And even when a close situation does develop, usually the stand on vessel will turn away not towards the give way vessel.
Scientific.
Naval discipline is rather different from Civilians on a cruise liner. Yes, we get up on an instant. It’s something you can be trained to do, and the Nav is very good at that kind of training. To this day, I parse sounds in my sleep. Want to see me snap awake in an instant? Pop the main breaker in the house, and I’ll be on my feet before I’m actually thinking. Why? Because ‘suddenly silent.’ On a naval vessel, that’s a Very Bad Thing. My mind still reacts that way.

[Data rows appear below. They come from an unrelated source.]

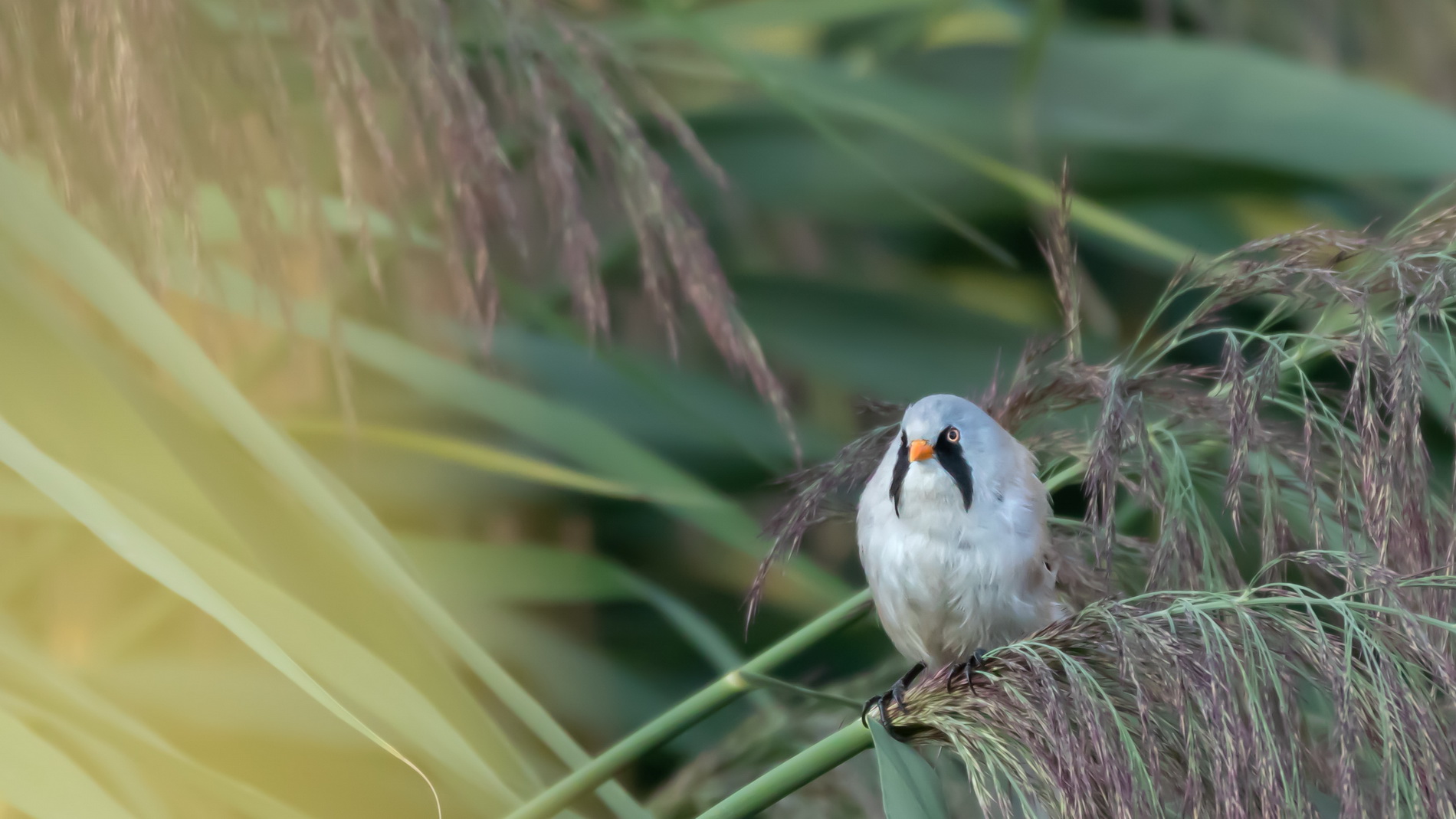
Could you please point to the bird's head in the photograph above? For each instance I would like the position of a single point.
(948, 434)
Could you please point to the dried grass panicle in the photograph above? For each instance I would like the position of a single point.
(1212, 704)
(1199, 686)
(820, 493)
(498, 152)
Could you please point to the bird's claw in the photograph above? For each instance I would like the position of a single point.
(871, 704)
(964, 670)
(896, 694)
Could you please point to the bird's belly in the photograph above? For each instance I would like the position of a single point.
(940, 603)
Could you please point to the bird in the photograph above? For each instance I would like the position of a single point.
(954, 542)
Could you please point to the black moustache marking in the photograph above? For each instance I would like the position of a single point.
(953, 459)
(897, 477)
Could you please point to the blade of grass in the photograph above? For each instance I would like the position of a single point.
(553, 425)
(808, 90)
(689, 712)
(788, 777)
(465, 453)
(134, 545)
(41, 780)
(708, 37)
(38, 680)
(37, 223)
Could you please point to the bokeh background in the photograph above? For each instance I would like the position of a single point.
(382, 380)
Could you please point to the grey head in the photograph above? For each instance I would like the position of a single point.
(948, 432)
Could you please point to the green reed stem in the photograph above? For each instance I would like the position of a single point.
(689, 712)
(788, 777)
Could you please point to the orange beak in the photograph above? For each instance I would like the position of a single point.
(920, 450)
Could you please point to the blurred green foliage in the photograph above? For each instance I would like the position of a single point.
(265, 531)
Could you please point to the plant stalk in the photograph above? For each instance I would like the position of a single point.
(689, 712)
(805, 767)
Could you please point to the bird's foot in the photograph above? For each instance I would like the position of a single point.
(896, 694)
(964, 670)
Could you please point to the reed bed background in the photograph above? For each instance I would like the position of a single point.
(404, 398)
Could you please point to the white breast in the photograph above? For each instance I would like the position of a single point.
(948, 581)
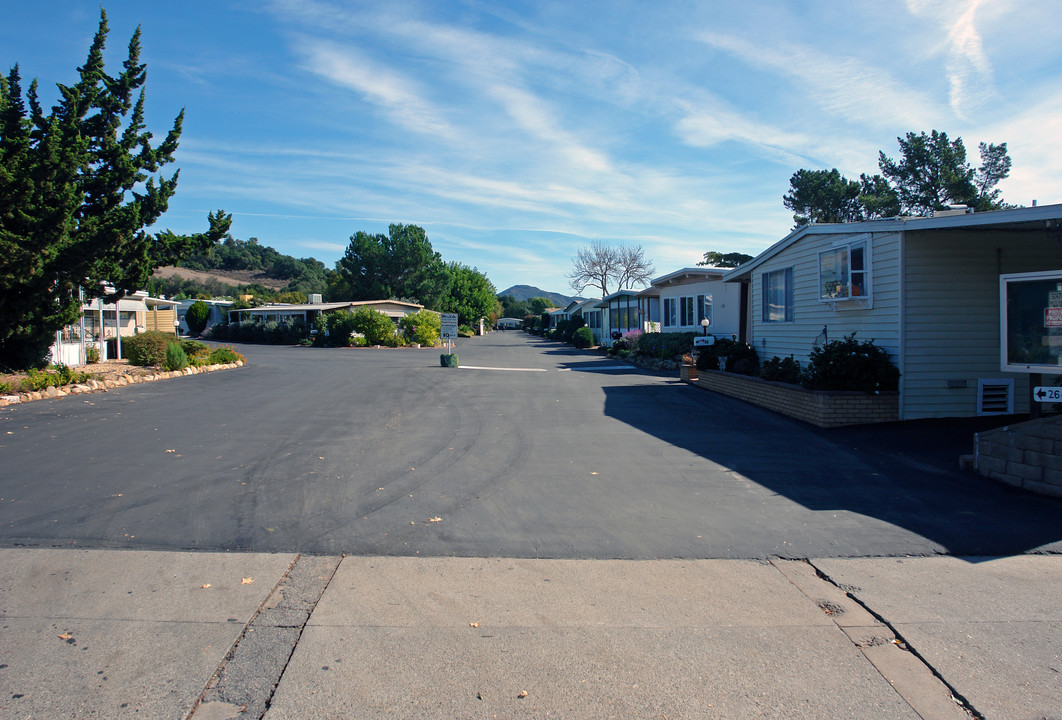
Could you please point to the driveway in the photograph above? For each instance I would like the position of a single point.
(531, 449)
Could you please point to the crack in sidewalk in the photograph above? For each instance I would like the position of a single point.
(909, 673)
(903, 644)
(244, 683)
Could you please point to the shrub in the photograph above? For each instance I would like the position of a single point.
(197, 315)
(423, 327)
(378, 328)
(622, 345)
(175, 357)
(192, 347)
(782, 370)
(220, 356)
(341, 326)
(664, 344)
(36, 380)
(850, 364)
(147, 348)
(583, 338)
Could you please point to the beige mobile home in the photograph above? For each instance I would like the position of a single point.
(925, 289)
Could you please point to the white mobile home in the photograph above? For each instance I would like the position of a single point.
(925, 289)
(685, 297)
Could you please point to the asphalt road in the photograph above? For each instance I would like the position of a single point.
(380, 451)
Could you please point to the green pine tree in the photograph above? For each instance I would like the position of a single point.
(78, 187)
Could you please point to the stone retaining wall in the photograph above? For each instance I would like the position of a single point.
(1027, 455)
(104, 386)
(826, 409)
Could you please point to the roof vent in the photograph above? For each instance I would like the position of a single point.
(995, 396)
(953, 209)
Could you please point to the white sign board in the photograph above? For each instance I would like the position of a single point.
(449, 330)
(1047, 394)
(1052, 316)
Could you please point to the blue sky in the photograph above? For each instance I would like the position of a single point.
(517, 132)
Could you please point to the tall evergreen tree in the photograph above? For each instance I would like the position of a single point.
(932, 172)
(76, 191)
(472, 295)
(400, 264)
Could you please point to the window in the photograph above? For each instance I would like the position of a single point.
(843, 272)
(777, 296)
(670, 311)
(704, 309)
(686, 309)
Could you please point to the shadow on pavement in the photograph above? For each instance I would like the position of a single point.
(904, 474)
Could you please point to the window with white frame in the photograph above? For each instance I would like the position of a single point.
(777, 296)
(843, 272)
(686, 311)
(704, 309)
(670, 311)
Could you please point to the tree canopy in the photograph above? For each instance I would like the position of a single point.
(470, 294)
(78, 188)
(930, 174)
(602, 266)
(715, 259)
(400, 264)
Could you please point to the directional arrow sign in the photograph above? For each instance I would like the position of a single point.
(1047, 394)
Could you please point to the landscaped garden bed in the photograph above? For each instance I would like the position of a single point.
(824, 408)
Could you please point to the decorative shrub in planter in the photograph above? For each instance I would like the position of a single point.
(736, 357)
(849, 364)
(782, 370)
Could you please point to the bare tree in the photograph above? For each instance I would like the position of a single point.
(594, 267)
(634, 268)
(602, 266)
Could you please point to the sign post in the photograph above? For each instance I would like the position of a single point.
(448, 332)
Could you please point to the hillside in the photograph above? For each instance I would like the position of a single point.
(526, 292)
(229, 277)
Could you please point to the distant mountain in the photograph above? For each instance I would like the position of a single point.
(526, 292)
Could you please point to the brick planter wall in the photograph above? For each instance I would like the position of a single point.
(824, 408)
(1028, 455)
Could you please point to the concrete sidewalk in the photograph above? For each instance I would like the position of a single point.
(115, 634)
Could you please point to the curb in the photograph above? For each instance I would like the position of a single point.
(95, 386)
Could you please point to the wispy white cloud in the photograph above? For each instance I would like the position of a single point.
(844, 87)
(403, 99)
(969, 70)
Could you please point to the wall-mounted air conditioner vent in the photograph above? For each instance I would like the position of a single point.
(995, 396)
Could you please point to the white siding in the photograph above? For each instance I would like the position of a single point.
(725, 302)
(879, 322)
(952, 329)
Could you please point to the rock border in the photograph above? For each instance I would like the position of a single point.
(95, 386)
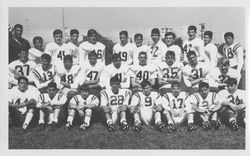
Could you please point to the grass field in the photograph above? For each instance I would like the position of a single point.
(98, 137)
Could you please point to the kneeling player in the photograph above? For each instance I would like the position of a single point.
(233, 102)
(83, 104)
(114, 102)
(204, 104)
(175, 110)
(52, 102)
(146, 105)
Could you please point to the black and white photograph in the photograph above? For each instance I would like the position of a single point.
(118, 77)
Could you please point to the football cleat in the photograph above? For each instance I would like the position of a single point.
(206, 125)
(191, 128)
(124, 126)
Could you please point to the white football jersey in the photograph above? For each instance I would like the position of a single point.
(110, 71)
(58, 99)
(216, 78)
(77, 100)
(157, 52)
(192, 73)
(109, 98)
(137, 50)
(211, 52)
(126, 52)
(86, 47)
(141, 73)
(21, 68)
(150, 101)
(41, 77)
(68, 76)
(17, 97)
(234, 53)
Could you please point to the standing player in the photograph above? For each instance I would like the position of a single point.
(233, 102)
(158, 48)
(169, 38)
(218, 76)
(194, 43)
(138, 39)
(114, 102)
(210, 49)
(20, 67)
(143, 71)
(43, 73)
(91, 45)
(116, 68)
(146, 107)
(36, 52)
(233, 51)
(22, 102)
(50, 102)
(169, 71)
(205, 105)
(124, 48)
(83, 105)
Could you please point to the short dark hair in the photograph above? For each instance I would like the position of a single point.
(170, 33)
(57, 31)
(37, 38)
(192, 27)
(208, 33)
(74, 31)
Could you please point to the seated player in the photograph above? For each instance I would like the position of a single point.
(22, 102)
(67, 77)
(141, 72)
(233, 102)
(20, 67)
(114, 103)
(206, 107)
(218, 76)
(83, 105)
(43, 73)
(175, 109)
(50, 103)
(146, 107)
(169, 71)
(116, 68)
(194, 72)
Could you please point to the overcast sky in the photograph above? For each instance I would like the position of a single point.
(109, 21)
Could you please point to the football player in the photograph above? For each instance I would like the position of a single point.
(138, 39)
(194, 72)
(204, 104)
(169, 38)
(195, 44)
(210, 49)
(43, 73)
(176, 110)
(114, 102)
(125, 49)
(116, 68)
(169, 71)
(83, 105)
(218, 76)
(158, 48)
(233, 51)
(22, 102)
(91, 45)
(146, 107)
(36, 52)
(20, 67)
(51, 103)
(143, 71)
(233, 103)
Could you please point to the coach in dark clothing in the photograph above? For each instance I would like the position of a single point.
(16, 42)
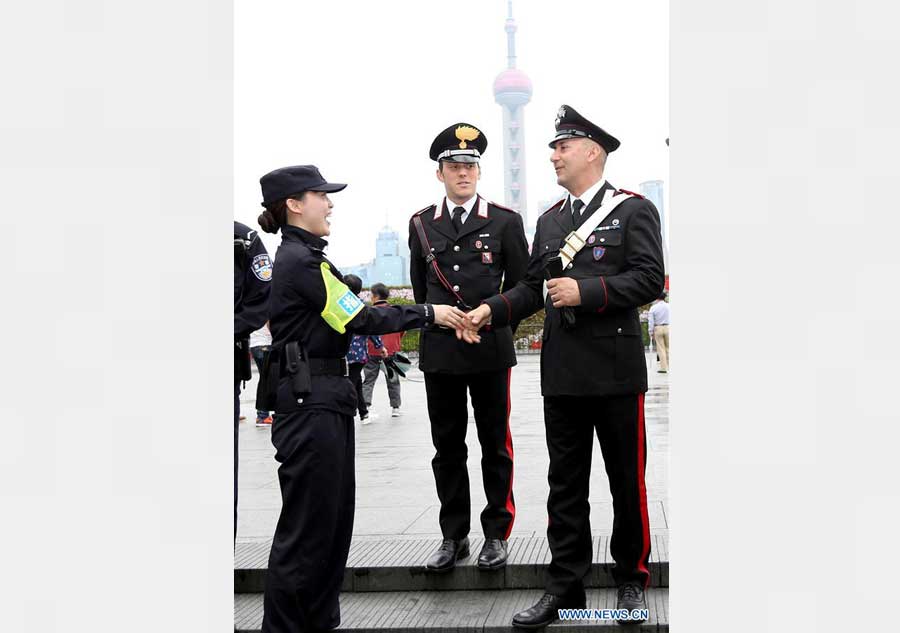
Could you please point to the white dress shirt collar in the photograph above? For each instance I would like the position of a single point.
(588, 195)
(467, 205)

“Rockets in the distance” is ,uch less worrisome than “Large vessel on a converging course.” That second item WILL get your attention.
Looking at the fence damage to the Crystal, it is abundantly clear that it was NOT a near-perpendicualr strike. I’ve seen the damage of a perpendicular strike, and that’s not it. That’s a classic angled strike. It is probably much less acute than 22.5°, I agree. Maybe as high as 45°. The Fitz’s weather deck edge is most likely what caused the bow cut.
I’ve seen high angle shots of the Crystal’s bow, and their bow bulge doesn’t seem notably large. I suspect the hull crack is more likely due to the Fitz’s hull flexing at the point of collision (500+ foot hull has a HUGE moment of leverage, when suddenly shoved violently sideways at a single point).
Possible - A turn to avoid the Crystal by passing astern would’ve done that. Of course, at close range, you’re in the in extremis situation, where manuevering to avoid IS allowed by the stand-on vessel.
Oh, certainly. I’ve commented on one such instance, myself, above. OTOH, I’ve seen some seriously stupid shit done by civilian vessels, as well.
Fact is, wherever you have an industrial environment (and the sea is certainly such!), you WILL see Stupid Human Tricks.
Perhaps both of them were “on autopilot with an inattentive or asleep crew”
I was on a tanker that clipped another tanker. The other tanker was docked and we were coming in to dock. Tore 3 inches of the deck and handrail right the upper deck just outside of my quarters.
From what the rumor mill had going the tanker we hit was loading high octane gas, and some people on the tanker we hid were jumping off the fantail.
I agree. I think more than 22.5 but certainly not perpendicular.
Unless things have really changed since my Navy days (1980-90s), Navy ships don’t have “autopilot.”